Descartada participação do Escritório do Crime no caso Marielle Franco
Notícias ao Minuto

18:52 - 30/06/20 por Lusa

Mundo Brasil

Em entrevista à TV Globo, Daniel Rosa afirmou que a participação do grupo no crime "foi uma das linhas de investigação. Essas pessoas foram investigadas, e concluiu-se que no momento da execução da vereadora [Marielle Franco], elas estavam no restaurante aqui na Barra da Tijuca matando o Marcelo Diotti".

Na manhã de hoje, as polícias do Rio de Janeiro realizaram uma operação contra líderes do Escritório do Crime numa investigação sobre o homicídio de Marcelo Diotti da Mata, também ocorrido em março de 2018, e na tentativa de execução de um polícia reformado.

Até estes esclarecimentos, o grupo criminoso ainda era considerado suspeito de envolvimento no assassínio de Marielle Franco.

Os agentes da polícia do Rio de Janeiro cumpriram hoje seis mandados de prisão, além de 31 mandados de busca e apreensão em vários pontos da cidade.

Segundo o jornal O Globo, o principal alvo era Leonardo Gouvea da Silva, conhecido como 'Mad', que foi preso em casa e que negou imediatamente qualquer ligação à morte da ativista.

Investigadores acreditam que 'Mad' terá chefiado um grupo que assassinou o empresário Marcelo Diotti da Mata, na zona Oeste do Rio de Janeiro, no dia 14 de março de 2018, mesma data da execução de Marielle Franco.

Investigadores chegaram a relacionar os casos, mas como os crimes aconteceram em áreas distantes praticamente à mesma hora descartaram publicamente agora essa hipótese.

O assassínio a tiro de Marielle Franco e do seu motorista, Anderson Gomes, ocorrido em março de 2018, gerou uma grande comoção no Brasil e no mundo.

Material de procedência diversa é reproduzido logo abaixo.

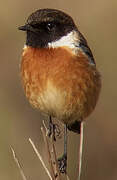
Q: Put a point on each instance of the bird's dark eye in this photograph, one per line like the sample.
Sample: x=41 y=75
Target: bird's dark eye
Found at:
x=36 y=25
x=50 y=26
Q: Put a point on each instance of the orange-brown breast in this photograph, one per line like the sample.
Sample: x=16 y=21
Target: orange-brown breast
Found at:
x=59 y=83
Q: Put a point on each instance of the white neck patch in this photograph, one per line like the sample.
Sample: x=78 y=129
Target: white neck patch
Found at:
x=71 y=40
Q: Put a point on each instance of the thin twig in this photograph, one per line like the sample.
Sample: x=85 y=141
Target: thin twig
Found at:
x=80 y=151
x=40 y=158
x=18 y=164
x=56 y=162
x=48 y=152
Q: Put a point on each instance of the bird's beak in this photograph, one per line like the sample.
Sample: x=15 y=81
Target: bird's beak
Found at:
x=26 y=27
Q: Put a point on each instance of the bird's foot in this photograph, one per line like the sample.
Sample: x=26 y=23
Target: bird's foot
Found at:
x=54 y=131
x=62 y=164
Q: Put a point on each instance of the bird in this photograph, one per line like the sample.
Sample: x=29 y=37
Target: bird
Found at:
x=58 y=71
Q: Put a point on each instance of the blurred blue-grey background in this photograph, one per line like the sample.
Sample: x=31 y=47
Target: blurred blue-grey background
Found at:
x=97 y=20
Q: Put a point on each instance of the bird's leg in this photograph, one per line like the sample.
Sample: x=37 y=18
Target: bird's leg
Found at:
x=51 y=129
x=62 y=161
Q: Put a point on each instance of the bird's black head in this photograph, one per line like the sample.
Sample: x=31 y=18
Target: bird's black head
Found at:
x=47 y=25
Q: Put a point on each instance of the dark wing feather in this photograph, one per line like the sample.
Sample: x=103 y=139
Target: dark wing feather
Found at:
x=84 y=46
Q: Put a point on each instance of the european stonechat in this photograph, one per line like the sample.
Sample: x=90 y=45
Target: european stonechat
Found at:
x=58 y=70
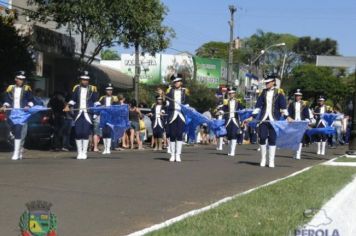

A vereadora, negra, homossexual e de uma favela, destacou-se pelo seu trabalho como defensora dos direitos humanos e pelas suas denúncias contra a violência policial no Rio de Janeiro.

As investigações à sua morte continuam a decorrer, tendo sido para já detidos os dois alegados autores materiais, faltando ainda determinar quem foi o autor moral.